We left behind Monforte de Lemos and drove off to Ourense, one of Spain’s thermal cities. Unfortunately most of the thermal water stuff is closed due to Covid and it was 40ºC anyway (≧▽≦). Upon arriving we left the car, and walked to the cathedral Catedral de San Martín de Ourense, an amazing piece of Romanesque / Gothic art with an amazing 13th-century chromatic Portico of Paradise [Pórtico del Paraíso] and a horrible Baroque Chapel of Christ [Capilla del Santo Cristo].

Ourense: Romanesque portico with wooden figures painted in bright colours (by JBinnacle)

We walked past Plaza Mayor or main square.

And we reached the area called As Burgas, where the old Roman baths and fountains of thermal water stand.

Then we took a stroll upwards and found an interesting church – the Iglesia de Santa Eufemia, very, very Baroque and climbed about five hundred stairs.

After arriving at the cloister of Francis, Claustro de San Francisco, we took a walk around and then went back to the car to drive off to Pontevedra.

On our way out we could spot the Roman bridge, Ponte Romana, but could not take any nice pictures due to the railing of the actual bridge we were on.

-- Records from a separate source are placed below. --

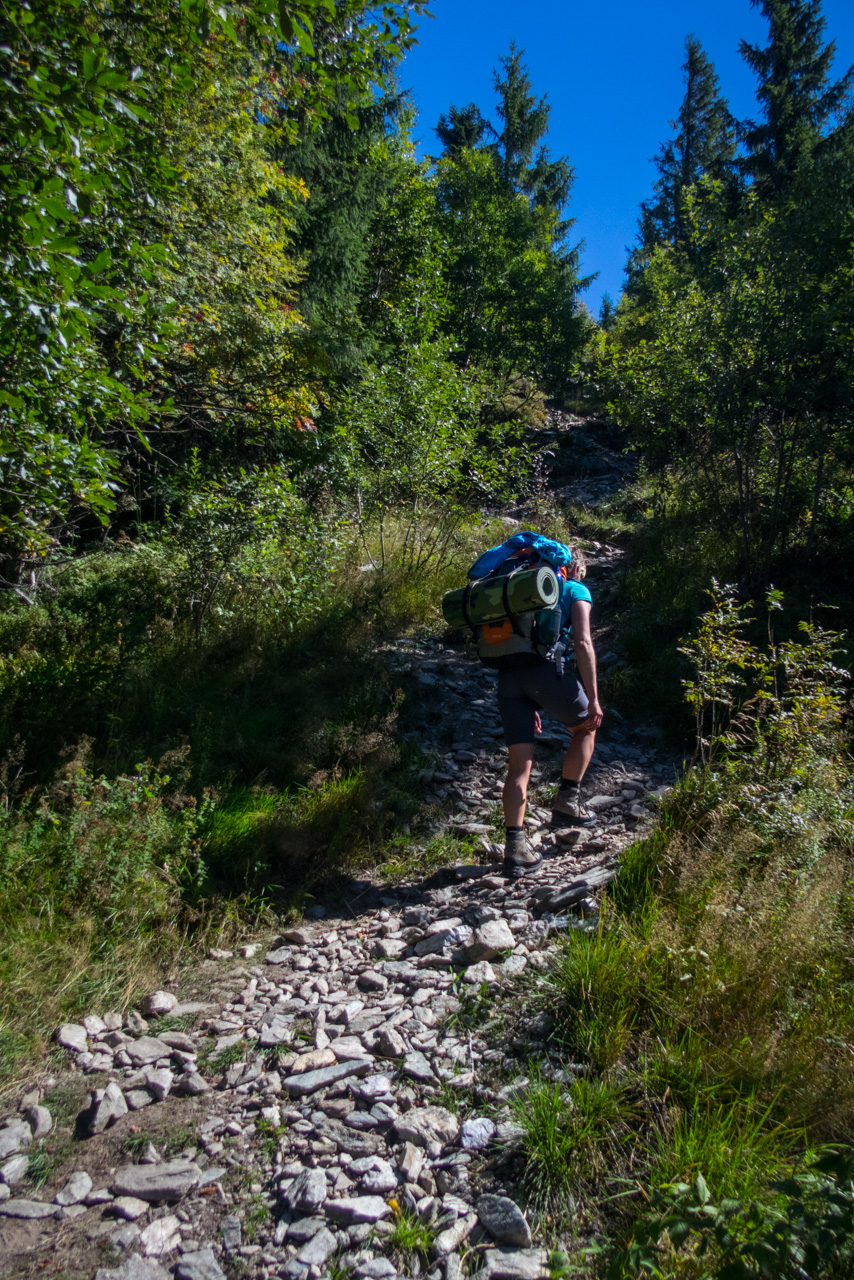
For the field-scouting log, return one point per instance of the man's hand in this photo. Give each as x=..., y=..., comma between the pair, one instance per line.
x=596, y=714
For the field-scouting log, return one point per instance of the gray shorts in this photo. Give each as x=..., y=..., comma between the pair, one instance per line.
x=526, y=690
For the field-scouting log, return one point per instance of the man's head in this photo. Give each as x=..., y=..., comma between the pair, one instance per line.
x=579, y=565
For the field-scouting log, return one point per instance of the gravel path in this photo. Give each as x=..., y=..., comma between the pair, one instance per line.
x=336, y=1098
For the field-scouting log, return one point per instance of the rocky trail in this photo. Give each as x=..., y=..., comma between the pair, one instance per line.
x=322, y=1105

It did not take long to Pontevedra, where we had lunch, rested for a while, and then took a stroll around the town centre. Oh, and I got stamp number four as we stayed at the Parador de Pontevedra, which is an old city palace. Pontevedra is the town of a thousand squares, or so it feels. The truth is that the following morning we had booked a guided visit, so just a few highlights here.

Santuario de la Virgen Peregrina, a shell-shaped church in the centre of the town:

Plaza de la Herrería (and a few others surrounding it), with a friendly mask-concerned dinosaur (don’t judge, their hands might not be too good for the knot-tying).

We had dinner a splendid dinner: scallops (both zamburiñas and vieiras, or king scallops (Pecten maximus), empanada(pie) and lacón (pork. Not quite ham, but yummy anyway).